The ministry plans to offer mentoring programs for teens in institutions (such as the detention center, correctional facilities, etc.) and also for teen moms. Hope Courses will be offered to help teens struggling with issues such as depression, anger, addictions and eating disorders. Finally, the ministry plans to build The Hope House, which will provide transition-aged youth (ages 18-24) with stable housing for up to 12 months.
Tyler said a lot of at-risk young people are those who have been emancipated from foster care or whose families are part of the problem. Mentoring is the most important issue for most of the teens, he said, noting 44 percent of young people in Faulkner County do not have a positive male role model in their lives.
"We want to inspire young people to dream beyond their circumstances, to excel beyond their disadvantages and to become the person God created them to be," Tyler said.
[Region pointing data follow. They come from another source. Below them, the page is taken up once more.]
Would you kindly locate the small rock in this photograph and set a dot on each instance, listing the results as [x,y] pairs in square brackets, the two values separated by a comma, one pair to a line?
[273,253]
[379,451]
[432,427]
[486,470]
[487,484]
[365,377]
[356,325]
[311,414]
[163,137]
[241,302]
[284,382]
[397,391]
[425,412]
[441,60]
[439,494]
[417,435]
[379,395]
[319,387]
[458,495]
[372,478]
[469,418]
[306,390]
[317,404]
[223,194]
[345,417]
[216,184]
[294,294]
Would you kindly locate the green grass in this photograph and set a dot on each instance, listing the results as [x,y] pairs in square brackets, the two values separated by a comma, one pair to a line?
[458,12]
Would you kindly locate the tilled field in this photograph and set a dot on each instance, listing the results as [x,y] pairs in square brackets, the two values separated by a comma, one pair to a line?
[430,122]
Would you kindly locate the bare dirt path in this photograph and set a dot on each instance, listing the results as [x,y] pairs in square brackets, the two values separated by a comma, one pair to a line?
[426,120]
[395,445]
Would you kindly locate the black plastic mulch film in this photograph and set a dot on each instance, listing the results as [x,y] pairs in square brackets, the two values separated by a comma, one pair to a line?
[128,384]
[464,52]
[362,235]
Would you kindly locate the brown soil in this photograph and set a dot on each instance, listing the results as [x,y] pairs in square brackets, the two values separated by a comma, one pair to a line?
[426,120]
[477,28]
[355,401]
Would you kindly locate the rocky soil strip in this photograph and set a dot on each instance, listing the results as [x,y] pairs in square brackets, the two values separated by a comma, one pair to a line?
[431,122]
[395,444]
He added, "I’ve heard from people in Conway that they didn’t know that much brokenness existed, they didn’t know there were that many kids in jail, or that there was a juvenile detention center at all. It’s amazing how many young people I meet that are in a really broken place in life, and as we talk to them, they start to open up about their issues. I tell people, ‘Before you judge somebody’s choices, you should see what their options were.’"
Comedian Jonnie W. will entertain at the Comedy Café at 6:30 p.m. Oct. 4 at Conway First Church of the Nazarene at 1501 Scott St. Coffee and desserts will be served. Admission is free. There will be an opportunity to support the ministry with donations.
(Staff writer Rachel Parker Dickerson can be reached by email at firstname.lastname@example.org or by phone at 505-1236. To comment on this and other stories in the Log Cabin, log on to www.thecabin.net. Send us your news at www.thecabin.net/submit)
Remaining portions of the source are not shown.